Eine zulässige Variante von o3 knackte drei Viertel der Rätsel. Eine mit viel höherem Rechenaufwand verbundene und deshalb disqualifizierte Abwandlung des Modells erzielte sogar eine Trefferquote von 87,5 Prozent. Das entfachte eine Debatte darüber, ob mit o3 bereits die vielbeschworene AGI – also allgemeine künstliche Intelligenz – erreicht sei.

Neuer Test zeigt KI die Grenzen auf

Doch Chollet war noch nicht überzeugt. Er kündigte eine zweite, noch schwierigere Version seines Tests an. Diese würde auch für o3 zu schwierig sein, prophezeite er.

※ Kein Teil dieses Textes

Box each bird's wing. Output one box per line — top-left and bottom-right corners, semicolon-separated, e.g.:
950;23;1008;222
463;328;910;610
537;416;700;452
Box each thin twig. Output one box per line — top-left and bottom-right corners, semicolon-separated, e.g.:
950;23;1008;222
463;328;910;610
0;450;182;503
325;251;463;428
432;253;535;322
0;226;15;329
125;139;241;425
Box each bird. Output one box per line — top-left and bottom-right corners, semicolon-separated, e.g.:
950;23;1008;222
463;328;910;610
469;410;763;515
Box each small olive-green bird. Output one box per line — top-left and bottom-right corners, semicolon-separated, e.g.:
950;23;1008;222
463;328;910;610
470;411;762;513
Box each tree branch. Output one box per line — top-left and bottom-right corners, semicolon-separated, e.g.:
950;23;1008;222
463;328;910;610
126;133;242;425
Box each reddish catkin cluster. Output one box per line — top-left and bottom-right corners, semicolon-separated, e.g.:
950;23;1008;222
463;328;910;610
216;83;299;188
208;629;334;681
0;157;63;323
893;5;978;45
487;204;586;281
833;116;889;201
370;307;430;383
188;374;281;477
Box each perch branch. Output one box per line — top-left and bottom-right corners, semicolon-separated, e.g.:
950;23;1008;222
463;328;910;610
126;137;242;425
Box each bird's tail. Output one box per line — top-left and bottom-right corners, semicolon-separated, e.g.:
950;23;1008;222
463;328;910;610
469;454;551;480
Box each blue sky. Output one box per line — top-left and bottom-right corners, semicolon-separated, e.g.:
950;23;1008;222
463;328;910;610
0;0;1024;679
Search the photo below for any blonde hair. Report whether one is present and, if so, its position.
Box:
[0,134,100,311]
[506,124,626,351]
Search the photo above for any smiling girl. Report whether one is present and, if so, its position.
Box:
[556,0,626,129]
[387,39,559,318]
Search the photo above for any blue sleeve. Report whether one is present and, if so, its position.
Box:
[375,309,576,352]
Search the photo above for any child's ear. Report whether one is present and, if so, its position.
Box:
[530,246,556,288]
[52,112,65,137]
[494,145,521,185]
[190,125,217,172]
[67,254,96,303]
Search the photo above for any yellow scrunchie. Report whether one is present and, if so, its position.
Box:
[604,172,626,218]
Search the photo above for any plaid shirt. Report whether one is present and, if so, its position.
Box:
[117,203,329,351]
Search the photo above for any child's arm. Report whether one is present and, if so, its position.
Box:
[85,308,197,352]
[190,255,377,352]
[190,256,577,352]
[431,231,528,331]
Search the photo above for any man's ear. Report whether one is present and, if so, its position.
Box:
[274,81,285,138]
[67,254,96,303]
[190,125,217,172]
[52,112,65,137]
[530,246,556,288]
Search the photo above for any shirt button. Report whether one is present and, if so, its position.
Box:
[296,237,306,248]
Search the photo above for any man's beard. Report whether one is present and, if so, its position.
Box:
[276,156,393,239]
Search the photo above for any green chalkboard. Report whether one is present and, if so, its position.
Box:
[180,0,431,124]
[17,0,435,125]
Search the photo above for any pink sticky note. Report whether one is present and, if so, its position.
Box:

Das erste von 120 Rätseln aus ARC-AGI-2, der zweiten Version des Tests zur Prüfung der fluiden Intelligenz von KI.

Das erste von 120 Rätseln aus ARC-AGI-2, der zweiten Version des Tests zur Prüfung der fluiden Intelligenz von KI.

Screenshot ARC Prize

Ende März war es so weit. Und Chollet behielt recht. In Version 2 von ARC-AGI schnitten fast alle getesteten KI-Modelle mit je rund 1 Prozent Trefferquote deutlich schlechter ab als menschliche Prüflinge, die im Durchschnitt 60 Prozent der Rätsel lösen konnten.

Die Diskussion darüber, ob AGI bereits in absehbarer Zeit Realität werde, dürfte sich also noch eine Weile hinziehen. Für Nouha Dziri ist der Begriff AGI ohnehin schwer zu definieren. Manche würden behaupten, dass menschenähnliche Intelligenz bereits heute erreicht sei. Schliesslich könne eine einzige KI heute schon in so vielen verschiedenen Bereichen Fragen beantworten, auf die kein Mensch eine Antwort wüsste.

«Für mich bedeutet AGI weit mehr als das – eine Maschine, die auch komplexe gesellschaftliche Probleme wie den Klimawandel, Kriege und Ungleichheit lösen kann», sagt Dziri. Eine allgemeine künstliche Intelligenz sollte ihrer Ansicht nach auch in der Lage sein, das menschliche Wissen auszuweiten. «Nach dieser Definition ist AGI noch in weiter Ferne und mit der heutigen Transformer-Architektur unerreichbar.»